SAN FRANCISCO (AP) — The Department of Homeland Security is planning to issue a policy memo stating that undocumented immigrants with American same-sex partners are eligible to have their deportations put on hold under a federal program designed to focus resources away from low-priority cases.
The move had been sought by gay rights activists and their allies in Congress before Homeland Security Secretary Janet Napolitano announced plans for the policy Thursday in a letter to 84 Democratic lawmakers.
“It will mark the very first time that lesbian and gay couples have been recognized within immigration policy for relief,” said Steve Ralls, the spokesman for Immigration Equality, an advocacy group for gay, lesbian, bisexual and transgender immigrants.

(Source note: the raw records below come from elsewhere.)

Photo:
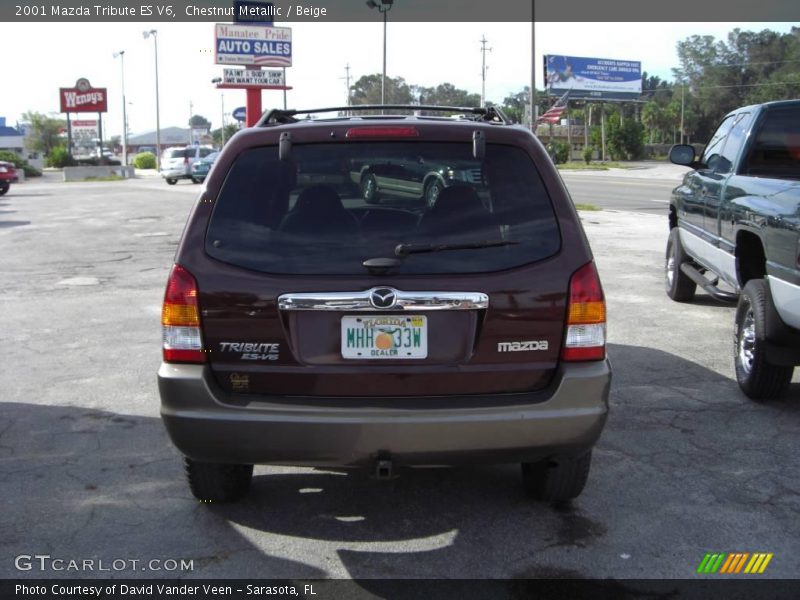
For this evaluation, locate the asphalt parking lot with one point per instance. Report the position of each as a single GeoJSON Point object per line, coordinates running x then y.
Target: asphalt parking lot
{"type": "Point", "coordinates": [686, 465]}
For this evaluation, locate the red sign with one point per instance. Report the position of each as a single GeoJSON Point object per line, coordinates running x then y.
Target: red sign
{"type": "Point", "coordinates": [83, 98]}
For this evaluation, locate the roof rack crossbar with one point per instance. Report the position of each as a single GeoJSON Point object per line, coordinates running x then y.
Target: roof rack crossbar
{"type": "Point", "coordinates": [279, 116]}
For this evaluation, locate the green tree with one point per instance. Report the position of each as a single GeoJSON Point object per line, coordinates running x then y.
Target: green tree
{"type": "Point", "coordinates": [446, 94]}
{"type": "Point", "coordinates": [44, 133]}
{"type": "Point", "coordinates": [199, 122]}
{"type": "Point", "coordinates": [515, 105]}
{"type": "Point", "coordinates": [747, 67]}
{"type": "Point", "coordinates": [652, 117]}
{"type": "Point", "coordinates": [624, 138]}
{"type": "Point", "coordinates": [230, 130]}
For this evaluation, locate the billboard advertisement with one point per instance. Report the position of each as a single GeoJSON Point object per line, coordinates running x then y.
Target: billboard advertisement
{"type": "Point", "coordinates": [252, 45]}
{"type": "Point", "coordinates": [83, 98]}
{"type": "Point", "coordinates": [600, 78]}
{"type": "Point", "coordinates": [253, 77]}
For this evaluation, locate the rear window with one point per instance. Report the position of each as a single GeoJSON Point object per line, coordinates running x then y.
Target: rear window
{"type": "Point", "coordinates": [333, 206]}
{"type": "Point", "coordinates": [776, 150]}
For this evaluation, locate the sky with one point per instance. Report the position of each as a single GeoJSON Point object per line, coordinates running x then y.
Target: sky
{"type": "Point", "coordinates": [47, 56]}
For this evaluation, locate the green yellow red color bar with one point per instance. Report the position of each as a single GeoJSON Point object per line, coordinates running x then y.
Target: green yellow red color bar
{"type": "Point", "coordinates": [734, 562]}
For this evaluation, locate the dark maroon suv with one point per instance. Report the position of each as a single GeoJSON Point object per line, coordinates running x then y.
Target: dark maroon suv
{"type": "Point", "coordinates": [304, 325]}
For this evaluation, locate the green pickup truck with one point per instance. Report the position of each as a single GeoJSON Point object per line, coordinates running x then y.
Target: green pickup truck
{"type": "Point", "coordinates": [735, 231]}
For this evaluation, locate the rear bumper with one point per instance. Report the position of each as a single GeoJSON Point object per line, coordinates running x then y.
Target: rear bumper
{"type": "Point", "coordinates": [295, 431]}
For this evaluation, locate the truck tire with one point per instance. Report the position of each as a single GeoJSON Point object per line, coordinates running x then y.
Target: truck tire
{"type": "Point", "coordinates": [369, 189]}
{"type": "Point", "coordinates": [557, 479]}
{"type": "Point", "coordinates": [758, 378]}
{"type": "Point", "coordinates": [212, 482]}
{"type": "Point", "coordinates": [678, 285]}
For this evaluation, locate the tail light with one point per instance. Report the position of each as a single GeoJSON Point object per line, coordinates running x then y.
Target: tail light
{"type": "Point", "coordinates": [586, 317]}
{"type": "Point", "coordinates": [180, 319]}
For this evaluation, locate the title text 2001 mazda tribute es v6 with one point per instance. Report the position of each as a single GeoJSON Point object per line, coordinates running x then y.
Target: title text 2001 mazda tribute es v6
{"type": "Point", "coordinates": [305, 326]}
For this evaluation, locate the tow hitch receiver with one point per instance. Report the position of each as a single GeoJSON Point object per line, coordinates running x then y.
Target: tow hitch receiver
{"type": "Point", "coordinates": [383, 469]}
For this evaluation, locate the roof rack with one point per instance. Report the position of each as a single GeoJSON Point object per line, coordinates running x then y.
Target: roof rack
{"type": "Point", "coordinates": [490, 114]}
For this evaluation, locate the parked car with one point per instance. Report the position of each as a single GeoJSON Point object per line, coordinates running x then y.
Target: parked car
{"type": "Point", "coordinates": [303, 325]}
{"type": "Point", "coordinates": [201, 167]}
{"type": "Point", "coordinates": [8, 175]}
{"type": "Point", "coordinates": [176, 163]}
{"type": "Point", "coordinates": [735, 220]}
{"type": "Point", "coordinates": [413, 177]}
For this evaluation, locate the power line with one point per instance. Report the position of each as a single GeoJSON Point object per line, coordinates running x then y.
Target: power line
{"type": "Point", "coordinates": [715, 87]}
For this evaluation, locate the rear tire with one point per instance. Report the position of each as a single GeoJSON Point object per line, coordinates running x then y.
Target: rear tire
{"type": "Point", "coordinates": [212, 482]}
{"type": "Point", "coordinates": [369, 189]}
{"type": "Point", "coordinates": [758, 378]}
{"type": "Point", "coordinates": [432, 191]}
{"type": "Point", "coordinates": [678, 285]}
{"type": "Point", "coordinates": [557, 479]}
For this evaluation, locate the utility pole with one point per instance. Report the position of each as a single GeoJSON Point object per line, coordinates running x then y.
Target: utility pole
{"type": "Point", "coordinates": [222, 105]}
{"type": "Point", "coordinates": [347, 81]}
{"type": "Point", "coordinates": [533, 68]}
{"type": "Point", "coordinates": [484, 50]}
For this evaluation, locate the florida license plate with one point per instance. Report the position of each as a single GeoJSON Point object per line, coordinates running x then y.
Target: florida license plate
{"type": "Point", "coordinates": [381, 337]}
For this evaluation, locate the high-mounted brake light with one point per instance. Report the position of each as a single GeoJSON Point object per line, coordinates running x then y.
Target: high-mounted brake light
{"type": "Point", "coordinates": [385, 132]}
{"type": "Point", "coordinates": [180, 319]}
{"type": "Point", "coordinates": [586, 317]}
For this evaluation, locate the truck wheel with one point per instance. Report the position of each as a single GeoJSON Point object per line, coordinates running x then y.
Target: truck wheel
{"type": "Point", "coordinates": [212, 482]}
{"type": "Point", "coordinates": [679, 287]}
{"type": "Point", "coordinates": [432, 191]}
{"type": "Point", "coordinates": [758, 378]}
{"type": "Point", "coordinates": [369, 189]}
{"type": "Point", "coordinates": [557, 479]}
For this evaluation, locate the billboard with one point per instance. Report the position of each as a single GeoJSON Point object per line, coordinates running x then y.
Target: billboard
{"type": "Point", "coordinates": [83, 98]}
{"type": "Point", "coordinates": [601, 78]}
{"type": "Point", "coordinates": [252, 45]}
{"type": "Point", "coordinates": [253, 77]}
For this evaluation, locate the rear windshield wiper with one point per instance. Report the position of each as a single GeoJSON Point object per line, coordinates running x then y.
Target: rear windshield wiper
{"type": "Point", "coordinates": [403, 250]}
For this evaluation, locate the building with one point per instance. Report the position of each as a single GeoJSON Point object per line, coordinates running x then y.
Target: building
{"type": "Point", "coordinates": [13, 140]}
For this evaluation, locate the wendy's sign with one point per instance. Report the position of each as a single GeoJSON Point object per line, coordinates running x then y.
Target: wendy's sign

The Democratic lawmakers addressed in Napolitano’s letter pressed the agency to inform Immigration and Customs Enforcement field offices that bi-national gay couples in long-term relationships have family ties that should be considered as grounds for deferring a foreign citizen’s removal from the U.S.
“I have directed ICE to disseminate written guidance to the field that the interpretation of the phrase ‘family relationships’ includes long-term, same-sex partners,” Napolitano wrote, adding that the decision to grant reprieves still would be considered on a case-by-case basis.
The instructions do not mean that foreigners who are married to Americans of the same sex will be eligible for green cards or citizenship, as are immigrants with opposite sex spouses. The Obama administration is continuing to enforce a 1996 law that prohibits the government from recognizing same-sex marriages, even as it opposes it in court and takes gay relationships into account when evaluating deportation cases.
The Williams Institute, a think tank, estimates that as of 2010 there were about 29,000 same-sex couples nationwide comprised of a U.S citizen and a citizen of another country.
Mark Krikorian, executive director of the Center for Immigration Studies, a Washington group that advocates tighter immigration policies, said that even though the administration says it is complying with the 1996 Defense of Marriage Act by not allowing citizens to sponsor same-sex spouses for green cards, the pending guidance for ICE officials to review the family ties of same-sex couples suggests otherwise.
“It’s a camel’s nose under the tent,” Krikorian said. “If you get same-sex couples approved in terms of immigration, you can use that as an incremental approach to getting changes in other areas, such as in tax policy.”
The policy guidance expected to go out next week will reference a memo ICE Director John Morton issued last year advising the agency’s officers and lawyers to review pending deportation cases to determine which ones should be top priority and which ones might be shelved, Napolitano said.
Government attorneys weigh factors such as a person’s criminal record, family ties and community relations in making their decisions.
ICE officials said at the time that long-term same-sex relationships could be included under the family ties criteria, but advocates and House Democrats led by Minority Leader Nancy Pelosi wanted that determination put into writing.